Become a MacRumors Supporter for $50/year with no ads, ability to filter front page stories, and private forums.

cmaier

Suspended
Jul 25, 2007
25,405
33,474
California
Hi Cmaier!

I found the issue - I typed decoder but meant 8 wide decode block - Apple Silicon cores appear to have both giant caches and be 8 wide. Anandtech has written about it as did a developer. Seeing as Anandtech is the brainchild of Anand Lal Shimpi of the Apple Silicon team I think they have a good knowledge source.


Ok, this is what it says:

Other contemporary designs such as AMD’s Zen(1 through 3) and Intel’s µarch’s, x86 CPUs today still only feature a 4-wide decoder designs (Intel is 1+4) that is seemingly limited from going wider at this point in time due to the ISA’s inherent variable instruction length nature, making designing decoders that are able to deal with aspect of the architecture more difficult compared to the ARM ISA’s fixed-length instructions.

I don’t disagree with that, in principle - it says “seemingly” and “at this point in time.” So it’s not claiming there is some inherent unsolvable problem. And someone earlier claimed that AMD said it couldn’t go wider, and I don’t think AMD ever said that.
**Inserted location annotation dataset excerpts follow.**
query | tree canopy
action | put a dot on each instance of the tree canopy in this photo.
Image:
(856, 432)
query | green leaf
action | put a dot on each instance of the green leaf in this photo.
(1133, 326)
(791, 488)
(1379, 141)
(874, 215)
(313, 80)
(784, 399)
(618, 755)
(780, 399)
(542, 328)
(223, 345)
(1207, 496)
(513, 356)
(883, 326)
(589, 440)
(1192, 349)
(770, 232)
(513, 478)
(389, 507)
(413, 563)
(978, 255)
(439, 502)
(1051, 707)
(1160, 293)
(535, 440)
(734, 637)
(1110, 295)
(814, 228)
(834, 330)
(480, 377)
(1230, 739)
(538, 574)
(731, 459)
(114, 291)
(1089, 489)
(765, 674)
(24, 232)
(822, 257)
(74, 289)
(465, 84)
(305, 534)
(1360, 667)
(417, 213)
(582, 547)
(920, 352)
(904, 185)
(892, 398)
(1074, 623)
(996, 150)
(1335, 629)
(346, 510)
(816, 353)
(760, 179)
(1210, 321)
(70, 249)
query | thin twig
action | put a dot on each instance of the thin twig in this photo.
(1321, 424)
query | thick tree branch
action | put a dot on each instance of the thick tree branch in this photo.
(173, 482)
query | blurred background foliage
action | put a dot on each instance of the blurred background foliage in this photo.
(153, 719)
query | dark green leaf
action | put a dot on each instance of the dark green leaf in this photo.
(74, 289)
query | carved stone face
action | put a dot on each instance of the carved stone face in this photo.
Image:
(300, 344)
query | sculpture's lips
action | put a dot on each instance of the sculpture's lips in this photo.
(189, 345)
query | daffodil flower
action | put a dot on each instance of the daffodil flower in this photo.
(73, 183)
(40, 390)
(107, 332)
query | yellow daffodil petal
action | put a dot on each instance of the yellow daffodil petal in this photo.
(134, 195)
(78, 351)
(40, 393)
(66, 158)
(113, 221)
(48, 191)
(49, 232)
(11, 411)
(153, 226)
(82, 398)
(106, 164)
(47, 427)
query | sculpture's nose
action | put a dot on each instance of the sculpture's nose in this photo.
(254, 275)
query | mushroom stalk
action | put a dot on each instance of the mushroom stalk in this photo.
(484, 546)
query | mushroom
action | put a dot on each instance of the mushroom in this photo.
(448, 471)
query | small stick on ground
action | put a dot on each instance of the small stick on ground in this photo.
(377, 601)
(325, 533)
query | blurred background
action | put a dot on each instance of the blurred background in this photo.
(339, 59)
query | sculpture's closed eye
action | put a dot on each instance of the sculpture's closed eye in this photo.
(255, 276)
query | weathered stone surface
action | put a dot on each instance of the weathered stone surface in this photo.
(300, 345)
I think it all comes back to my point - going wider would have diminishing returns, because the added pipelines wouldn’t be filled sufficiently often to make it worth the added hardware worth it.
 

leman

macrumors Core
Oct 14, 2008
19,522
19,679
I think it all comes back to my point - going wider would have diminishing returns, because the added pipelines wouldn’t be filled sufficiently often to make it worth the added hardware worth it.

This makes perfect sense. And this line of reasoning transcends ISA - it applies equally to x86, ARM and anything else. There is a reason that even high-performance ARM designs like X1 max out at 5 decoders (which is roughly equivalent to what’s found in x86 land).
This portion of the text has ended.